Kedua, Prioritas pada Prestasi: Beasiswa prestasi seharusnya lebih diutamakan karena dapat mendorong mahasiswa untuk terus berprestasi dan berkontribusi bagi masyarakat. Artinya, beasiswa diberikan karena prestasi, sebagaimana Ikatan Cendikiawan Muslim Indoensia (ICMI) menyebarkan beasiswa kepada 3000 mahasiswa Indonesia di Kairo, tiap orang seratus dolar perbulan. Asal berprestasi dapat beasiswa, walaupun sudah dapat dari universitas al-Azhar. Beasiswa prestasi ini seharusnya lebih dominan daripada besiswa miskin.

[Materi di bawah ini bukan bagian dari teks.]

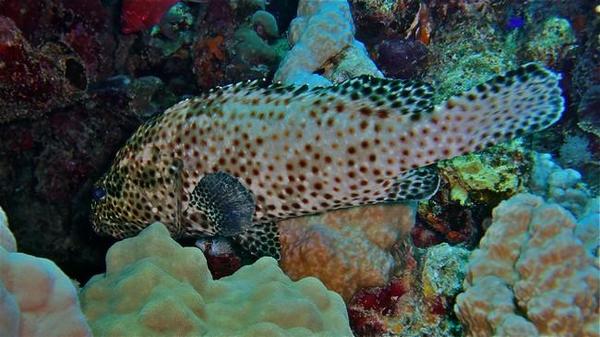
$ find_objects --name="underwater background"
[0,0,600,337]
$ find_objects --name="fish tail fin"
[407,63,564,167]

Karena ICMI, al-Azhar menginginkan mahasiwa yang siap berkompetisi di dunia luas. Dia berhasil bukan karena kemiskinan, tapi karena usaha maksimal dan rida Allah.
Ketiga, Peran Baznas: Lembaga zakat seperti Baznas memiliki peran penting dalam memberikan beasiswa. Dana zakat dapat dialokasikan lebih besar untuk pendidikan, mengingat manfaat jangka panjang yang akan diperoleh dari investasi di bidang pendidikan. Ketika penulis ketemu dengan pengelola zakat Malaysia, dia berkata: “50% lebih dana zakat untuk beasiswa, agar putra-putri Islam di Malaysia dapat ilmu dan dapat harta.” Imam Ghazali dalam bukunya juga memperioritaskan harta yang diberi untuk mahasiswa. Karena dengan ilmunya dia dapat menjadi mapan dan dapat berbagi, sementara harta bagi orang miskin habis dimakan dan tidak dapat mensejaherakan dirinya. Investasi masa depan adalah kepala ke atas, atau dunia pendidikan. Sudah sewajarnya, jika baznas Sumut hadir 50% lebih untuk beasiswa putra putri Sumut.
Kesimpulan
Beasiswa Timur Tengah yang diberikan oleh Pemerintah Kota Medan merupakan bukti nyata komitmen pemerintah dalam mendukung pengembangan pendidikan di Sumatera Utara. Kerja sama ini diharapkan dapat menginspirasi daerah lain untuk turut serta dalam memberikan kesempatan yang sama bagi generasi muda untuk meraih cita-citanya. Terima kasih untuk semua.